Sunday, October 19, 2008

Ticketbastard (or how AC/DC taught me to appreciate rape)

Yesterday, amidst the 12.5 hours of moving cinder blocks from one pile to another, I found the time to spend $417. On what you ask? Certainly nothing that will improve my mental health. No, I opted to charge a whole week's worth of shit work to my debit card for the only thing worth doing anymore - seeing fucking AC/DC in concert, October 30th, Allstate Arena, fuck (FUCK!) yeah.

It's not as much a concert as it is a religious experience. So, like a battered wife who just blocks out the fact that her husband is a dangerously violent alcoholic, I just won't think about why it cost me $417 dollars....that's right...$208.50 per ticket. Steve and I are the only ones with the financial fortitude and stupidity it seems to spend that kind of money on a rock concert. It's worth it right? It's AC-fucking-DC on what could possibly be their last American tour ever. Dude.

Now in the past I've paid 70 dollars to see The Who...and even 90 dollars to see the Rolling Stones, two fairly big bands....so why the fuck does AC/DC cost so much. On ticketmaster, at 10am yesterday when the tickets went on sale, there was only one price: $89.50. Needless to say, I couldn't get through - and after about 30 tries of "Your tickets could not be found", I jumped to Ticketfuckers affiliate Ticketsnow or something, the official "resale" site that is not officially endorsed by the band. Essentially, all the tickets are already paid for before the on-sale time to the general public. Paying only 90 dollars? Mere pipe dreams, my boy. You have to pay jacked up resale prices (like I did) to find a fucking seat. In the end, I had to settle for 2 $175 tickets, the cheapest I could get at ticketsnow.

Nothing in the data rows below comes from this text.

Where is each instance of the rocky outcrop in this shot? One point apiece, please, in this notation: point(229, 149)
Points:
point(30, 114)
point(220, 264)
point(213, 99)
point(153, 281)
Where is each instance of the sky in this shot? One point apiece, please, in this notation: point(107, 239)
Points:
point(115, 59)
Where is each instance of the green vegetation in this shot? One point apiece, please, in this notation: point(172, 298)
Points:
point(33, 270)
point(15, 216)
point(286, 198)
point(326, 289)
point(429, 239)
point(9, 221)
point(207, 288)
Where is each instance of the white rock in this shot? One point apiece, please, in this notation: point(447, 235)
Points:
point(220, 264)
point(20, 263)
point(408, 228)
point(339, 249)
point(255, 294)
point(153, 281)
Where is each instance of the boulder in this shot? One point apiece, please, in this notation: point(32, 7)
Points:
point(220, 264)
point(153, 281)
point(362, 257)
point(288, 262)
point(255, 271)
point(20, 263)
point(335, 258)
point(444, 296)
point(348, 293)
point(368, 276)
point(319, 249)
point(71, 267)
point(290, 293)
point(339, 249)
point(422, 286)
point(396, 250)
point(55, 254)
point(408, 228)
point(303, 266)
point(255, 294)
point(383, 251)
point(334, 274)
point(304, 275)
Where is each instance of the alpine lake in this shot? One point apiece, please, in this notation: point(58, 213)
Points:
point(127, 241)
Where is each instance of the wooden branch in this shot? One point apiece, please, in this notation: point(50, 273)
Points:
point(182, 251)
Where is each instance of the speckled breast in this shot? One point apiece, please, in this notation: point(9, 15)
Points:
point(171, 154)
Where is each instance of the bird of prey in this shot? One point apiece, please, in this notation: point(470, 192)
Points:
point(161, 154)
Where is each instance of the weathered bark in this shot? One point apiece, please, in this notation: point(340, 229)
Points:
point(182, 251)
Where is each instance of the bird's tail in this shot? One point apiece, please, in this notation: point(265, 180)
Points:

Then...why is my final price $417? Oh don't be stupid, silly. Convenience charges! I logged on to their website out of my own free will, and as a dubious reward, I should be righteously fucked out of another 50 dollars. It doesn't end there, though. Let's not forget the heavy charge of mailing two paper tickets to my apartment. That's another 20 dollars right there. Even if you go to a in-person Ticketmaster vendor, you still are charged a convenience fee. What the fuck is so convenient about having to drive down to a Tower Records or Jewel Osco to get tickets? You can't buy from the venue directly, so do you have any other choices? NO! You're fucked. Any way you slice the pie, it still gets loaded into a shotgun and blasted right up your ass. Blueberry sphincter, that's what they'll call you.

I ignore these bombardments of thought, however. It's AC/DC, the last band left on my "Why do you make lists about concerts you're attending, jackass?" list. I can't be angry with them. Well, I suppose if their show isn't the audio/visual equivalent of the apocalypse crossed with all the hype and hoopla of the final (and moving) episode of Cheers, I will take to the streets. Waving burning ticket stubs and demanding a refund of the small fortune I spent on them.

To AC/DC, I love you - don't let me down like a woman. To Ticketmaster, I will get my money back you fat wristed wallet fuckers. I will get all of it back and more. You're fucking 'ticketsnow' resale scam is going to hit a fucking brick wall. They're gonna rename the state of Kansas "How bad Josh fucked up Ticketmaster" when I get done with your filthy shit stained cock mongrel asses.

But no, seriously, AC/DC, you're still cool.